Yep. And I think this was the hardest thing I have ever had to do in my life. I had no idea what would happen, how they would react, anything. To have to say “I’m Gay” without knowing if I’ll be kicked out of the house, beaten or embraced with love is beyond frightening.
Unfortunately, I came out at school thinking it would be no big deal. A few friends would know, well the class I was in at the time, but that would be it. Within hours it had spread around half-a-dozen schools in the area (was just at time when the first PAYG phones were out so people could text/call each other), and every pupil in ours knew (including my brother who never found it out from me, but has since forgiven me for that).

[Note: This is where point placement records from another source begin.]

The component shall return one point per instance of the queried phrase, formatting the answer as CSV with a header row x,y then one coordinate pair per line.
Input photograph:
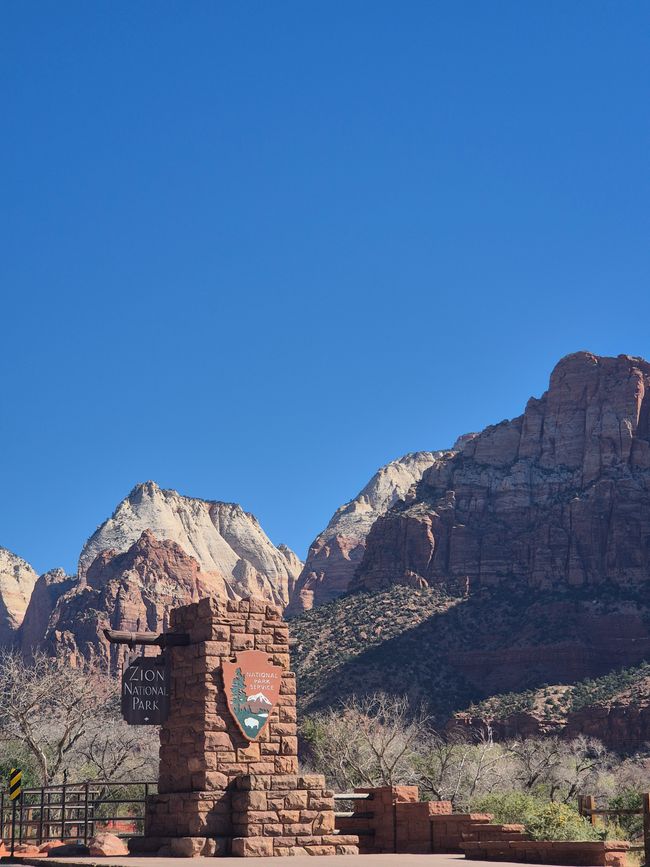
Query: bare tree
x,y
456,767
47,706
562,768
116,752
371,741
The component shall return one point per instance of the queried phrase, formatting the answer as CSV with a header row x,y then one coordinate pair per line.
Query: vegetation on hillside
x,y
553,704
379,740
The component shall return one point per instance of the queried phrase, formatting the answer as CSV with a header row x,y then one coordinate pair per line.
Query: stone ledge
x,y
608,853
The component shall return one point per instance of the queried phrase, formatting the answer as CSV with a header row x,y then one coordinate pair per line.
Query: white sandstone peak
x,y
17,579
228,542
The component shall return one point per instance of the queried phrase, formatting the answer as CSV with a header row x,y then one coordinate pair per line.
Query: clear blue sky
x,y
254,250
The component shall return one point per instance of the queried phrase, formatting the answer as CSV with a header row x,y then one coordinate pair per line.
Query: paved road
x,y
297,861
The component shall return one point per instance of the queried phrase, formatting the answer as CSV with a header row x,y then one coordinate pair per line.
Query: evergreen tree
x,y
238,691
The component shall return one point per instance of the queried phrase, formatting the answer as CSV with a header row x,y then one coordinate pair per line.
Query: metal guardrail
x,y
73,811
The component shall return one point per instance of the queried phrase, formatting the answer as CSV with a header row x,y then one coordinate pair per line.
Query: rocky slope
x,y
228,544
557,497
337,551
17,579
448,651
614,708
132,590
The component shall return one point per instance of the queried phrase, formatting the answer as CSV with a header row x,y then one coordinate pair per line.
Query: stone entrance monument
x,y
229,781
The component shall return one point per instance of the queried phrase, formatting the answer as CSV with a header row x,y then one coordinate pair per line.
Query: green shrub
x,y
542,819
631,827
560,822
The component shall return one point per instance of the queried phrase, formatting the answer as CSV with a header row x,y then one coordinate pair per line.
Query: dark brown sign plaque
x,y
252,686
145,691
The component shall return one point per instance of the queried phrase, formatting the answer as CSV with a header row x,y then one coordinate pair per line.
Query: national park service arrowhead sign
x,y
252,686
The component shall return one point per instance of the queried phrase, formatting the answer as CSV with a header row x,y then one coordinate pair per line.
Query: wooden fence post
x,y
589,805
646,826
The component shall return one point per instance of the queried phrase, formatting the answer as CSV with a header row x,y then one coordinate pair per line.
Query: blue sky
x,y
255,250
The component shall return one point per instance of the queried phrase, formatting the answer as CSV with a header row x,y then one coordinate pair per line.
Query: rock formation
x,y
558,496
17,579
132,590
337,551
227,543
46,593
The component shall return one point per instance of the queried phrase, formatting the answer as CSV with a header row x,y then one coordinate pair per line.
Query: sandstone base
x,y
258,815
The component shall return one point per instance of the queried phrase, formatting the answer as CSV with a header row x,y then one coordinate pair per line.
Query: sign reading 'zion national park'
x,y
252,686
145,691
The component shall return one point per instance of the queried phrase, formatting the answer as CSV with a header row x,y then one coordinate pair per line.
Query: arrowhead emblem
x,y
252,686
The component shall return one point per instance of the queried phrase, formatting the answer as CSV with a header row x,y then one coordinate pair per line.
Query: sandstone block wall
x,y
220,793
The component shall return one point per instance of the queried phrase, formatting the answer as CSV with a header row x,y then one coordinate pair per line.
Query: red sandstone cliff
x,y
558,496
337,551
133,591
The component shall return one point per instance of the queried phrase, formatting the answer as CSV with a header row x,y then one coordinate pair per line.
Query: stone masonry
x,y
219,793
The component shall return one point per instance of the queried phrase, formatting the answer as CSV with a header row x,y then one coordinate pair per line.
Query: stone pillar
x,y
220,793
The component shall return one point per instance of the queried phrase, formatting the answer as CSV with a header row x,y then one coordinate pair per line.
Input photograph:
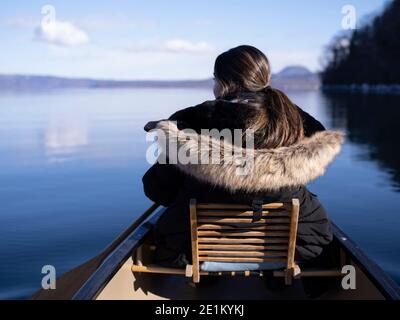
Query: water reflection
x,y
64,136
371,121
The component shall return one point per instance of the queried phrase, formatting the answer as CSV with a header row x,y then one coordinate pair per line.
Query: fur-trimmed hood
x,y
254,170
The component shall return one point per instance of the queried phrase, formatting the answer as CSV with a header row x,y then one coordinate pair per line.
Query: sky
x,y
163,39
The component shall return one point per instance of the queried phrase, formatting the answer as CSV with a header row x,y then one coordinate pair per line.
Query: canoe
x,y
109,276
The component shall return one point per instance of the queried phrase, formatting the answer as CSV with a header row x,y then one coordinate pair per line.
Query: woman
x,y
284,135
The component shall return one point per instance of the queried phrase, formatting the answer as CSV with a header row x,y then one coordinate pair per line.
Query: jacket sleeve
x,y
311,125
162,182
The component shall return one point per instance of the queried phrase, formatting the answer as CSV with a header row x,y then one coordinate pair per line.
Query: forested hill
x,y
370,55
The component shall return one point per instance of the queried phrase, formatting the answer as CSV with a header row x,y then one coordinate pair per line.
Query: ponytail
x,y
283,124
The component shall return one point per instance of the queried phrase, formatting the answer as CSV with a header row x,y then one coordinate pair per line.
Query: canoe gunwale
x,y
386,285
111,264
142,227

I had never expected that and as such for the next week I dreaded going home - did my parents find out from my brother, did they overhear someone talking about it in Tesco’s, etc.? At the end of the week, I really couldn’t take it any more.

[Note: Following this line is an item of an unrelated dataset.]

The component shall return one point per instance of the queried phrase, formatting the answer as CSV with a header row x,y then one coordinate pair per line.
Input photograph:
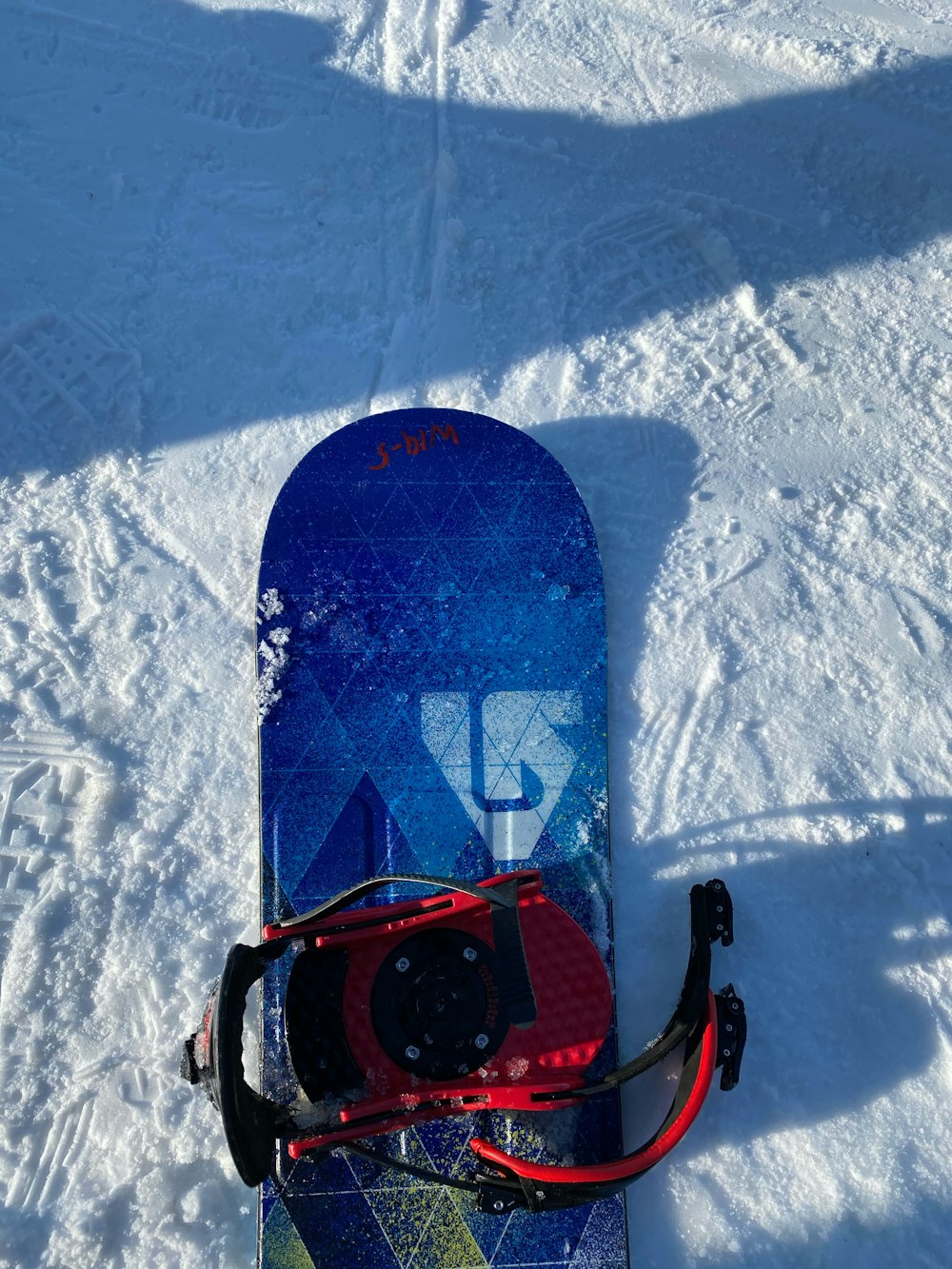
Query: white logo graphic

We all sat down at the table for tea and ate. I said nothing, and afterwards my parents washed up while my brother went upstairs, still I said nothing. Even as my parents when shopping at Tesco’s, and an hour later when they came back I was still sat in the same place, silent. At that point through shear exhaustion, I came out.

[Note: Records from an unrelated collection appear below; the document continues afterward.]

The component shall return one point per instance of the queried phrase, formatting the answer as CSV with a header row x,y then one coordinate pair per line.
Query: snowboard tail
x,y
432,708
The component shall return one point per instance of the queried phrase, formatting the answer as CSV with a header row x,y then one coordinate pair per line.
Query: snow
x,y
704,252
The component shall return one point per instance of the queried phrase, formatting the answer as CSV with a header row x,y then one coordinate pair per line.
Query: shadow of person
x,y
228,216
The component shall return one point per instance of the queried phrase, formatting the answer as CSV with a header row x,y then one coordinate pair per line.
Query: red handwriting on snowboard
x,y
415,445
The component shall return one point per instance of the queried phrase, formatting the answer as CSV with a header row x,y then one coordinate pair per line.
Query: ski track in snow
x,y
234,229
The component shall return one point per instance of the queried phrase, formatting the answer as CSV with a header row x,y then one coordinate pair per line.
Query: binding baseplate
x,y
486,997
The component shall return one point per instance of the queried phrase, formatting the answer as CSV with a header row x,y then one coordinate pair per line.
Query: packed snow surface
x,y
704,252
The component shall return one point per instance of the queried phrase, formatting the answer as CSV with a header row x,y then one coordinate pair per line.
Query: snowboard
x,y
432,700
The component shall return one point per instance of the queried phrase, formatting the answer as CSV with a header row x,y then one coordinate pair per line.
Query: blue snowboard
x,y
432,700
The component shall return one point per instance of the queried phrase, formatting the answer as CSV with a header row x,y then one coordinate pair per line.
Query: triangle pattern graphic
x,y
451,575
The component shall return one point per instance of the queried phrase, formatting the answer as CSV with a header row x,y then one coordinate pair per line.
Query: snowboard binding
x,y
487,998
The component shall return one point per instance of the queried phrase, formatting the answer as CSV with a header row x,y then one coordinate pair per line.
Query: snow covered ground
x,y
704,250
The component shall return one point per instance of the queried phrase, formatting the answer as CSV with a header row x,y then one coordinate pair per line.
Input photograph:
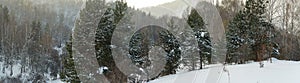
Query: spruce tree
x,y
249,33
103,37
68,72
202,36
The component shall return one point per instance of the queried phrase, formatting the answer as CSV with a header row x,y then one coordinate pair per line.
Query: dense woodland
x,y
32,32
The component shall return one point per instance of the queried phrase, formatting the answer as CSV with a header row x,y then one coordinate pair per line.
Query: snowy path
x,y
276,72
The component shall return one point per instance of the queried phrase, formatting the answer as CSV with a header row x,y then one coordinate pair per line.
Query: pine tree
x,y
68,72
247,30
103,36
202,36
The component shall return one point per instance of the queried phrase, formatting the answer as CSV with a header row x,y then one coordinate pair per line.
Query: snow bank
x,y
279,71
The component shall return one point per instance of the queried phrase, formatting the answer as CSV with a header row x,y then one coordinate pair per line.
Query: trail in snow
x,y
280,71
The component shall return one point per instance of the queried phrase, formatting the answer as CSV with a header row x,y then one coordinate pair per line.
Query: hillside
x,y
280,71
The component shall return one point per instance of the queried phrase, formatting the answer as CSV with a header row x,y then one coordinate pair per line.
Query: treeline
x,y
246,28
30,30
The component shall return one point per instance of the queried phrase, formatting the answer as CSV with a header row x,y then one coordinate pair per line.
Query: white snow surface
x,y
280,71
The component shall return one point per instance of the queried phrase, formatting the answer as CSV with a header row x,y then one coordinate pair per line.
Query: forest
x,y
83,40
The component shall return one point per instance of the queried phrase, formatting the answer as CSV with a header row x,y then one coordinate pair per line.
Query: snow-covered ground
x,y
279,71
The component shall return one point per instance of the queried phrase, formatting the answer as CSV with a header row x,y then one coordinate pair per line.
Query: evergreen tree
x,y
202,36
103,37
68,72
249,29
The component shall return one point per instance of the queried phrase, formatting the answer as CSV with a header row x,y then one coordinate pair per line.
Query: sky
x,y
145,3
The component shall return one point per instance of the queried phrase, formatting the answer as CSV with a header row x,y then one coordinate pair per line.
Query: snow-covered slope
x,y
277,72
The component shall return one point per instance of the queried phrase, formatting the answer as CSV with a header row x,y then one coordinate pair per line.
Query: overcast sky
x,y
146,3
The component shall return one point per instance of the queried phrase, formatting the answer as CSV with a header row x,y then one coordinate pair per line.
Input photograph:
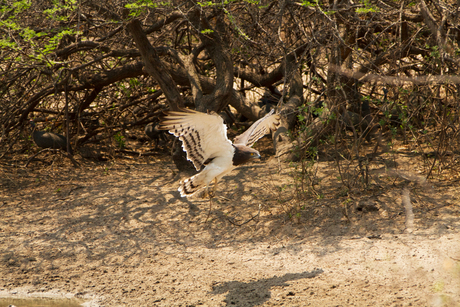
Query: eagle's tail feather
x,y
191,185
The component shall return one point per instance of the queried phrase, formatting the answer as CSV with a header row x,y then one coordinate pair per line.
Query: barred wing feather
x,y
203,136
257,130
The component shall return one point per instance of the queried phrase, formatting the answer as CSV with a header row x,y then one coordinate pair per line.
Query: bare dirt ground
x,y
118,234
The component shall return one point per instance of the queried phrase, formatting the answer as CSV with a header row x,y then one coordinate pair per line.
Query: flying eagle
x,y
204,139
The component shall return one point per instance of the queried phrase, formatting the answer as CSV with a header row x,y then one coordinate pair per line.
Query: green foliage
x,y
139,7
309,3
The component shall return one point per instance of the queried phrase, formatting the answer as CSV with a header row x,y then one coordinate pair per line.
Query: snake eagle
x,y
204,139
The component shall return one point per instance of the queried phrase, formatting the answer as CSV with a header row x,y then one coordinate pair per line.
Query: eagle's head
x,y
244,154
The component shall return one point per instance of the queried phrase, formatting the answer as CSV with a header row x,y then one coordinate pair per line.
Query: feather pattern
x,y
257,130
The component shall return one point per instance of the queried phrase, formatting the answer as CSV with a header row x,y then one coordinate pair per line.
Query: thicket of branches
x,y
105,67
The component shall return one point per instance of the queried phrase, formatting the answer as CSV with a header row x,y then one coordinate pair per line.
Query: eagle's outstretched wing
x,y
268,123
203,136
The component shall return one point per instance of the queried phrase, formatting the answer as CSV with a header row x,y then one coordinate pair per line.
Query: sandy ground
x,y
118,234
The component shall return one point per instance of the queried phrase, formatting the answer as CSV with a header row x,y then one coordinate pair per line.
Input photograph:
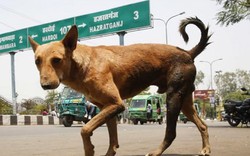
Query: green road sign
x,y
125,18
13,41
53,31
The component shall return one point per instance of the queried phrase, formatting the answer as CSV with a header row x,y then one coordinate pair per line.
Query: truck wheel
x,y
67,122
135,122
233,122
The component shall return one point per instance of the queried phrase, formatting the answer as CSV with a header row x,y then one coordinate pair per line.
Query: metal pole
x,y
121,43
13,83
166,23
121,37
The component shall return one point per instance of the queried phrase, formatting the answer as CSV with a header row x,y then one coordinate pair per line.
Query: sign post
x,y
126,18
13,41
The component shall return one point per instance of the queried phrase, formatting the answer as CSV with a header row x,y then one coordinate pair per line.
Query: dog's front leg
x,y
106,115
113,138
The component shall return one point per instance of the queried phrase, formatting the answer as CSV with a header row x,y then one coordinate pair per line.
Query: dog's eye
x,y
38,61
56,60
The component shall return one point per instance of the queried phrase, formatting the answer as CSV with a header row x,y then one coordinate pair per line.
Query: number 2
x,y
136,13
20,39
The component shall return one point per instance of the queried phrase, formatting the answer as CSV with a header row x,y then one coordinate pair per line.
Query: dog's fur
x,y
108,74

They were great about it. Said they had suspected something, but they didn’t care. After a short conversation (which I don’t remember much of) I went up to my room and I think fell asleep.
In fact, later that year both my parents admited it was a little bit of a shock to them, but they knew instantly that they had to support me. My dad even said that after nearly 20 years in the Police, much of which was spent in Central London, he had seen homophobia and the damage and hurt it causes, and vowed to protect me if I needed it. My mother had a few gay friends when she was younger in the 80s and supported many of her friends through difficult times too. They just never expected it would be me that was gay too; I never gave them any inkling that I was that way inclined.
it took a while for them a while to come to terms with it themselves, but they (and my brother) still support me to this day and I love them all with all my heart; nothing has really changed between us, despite this.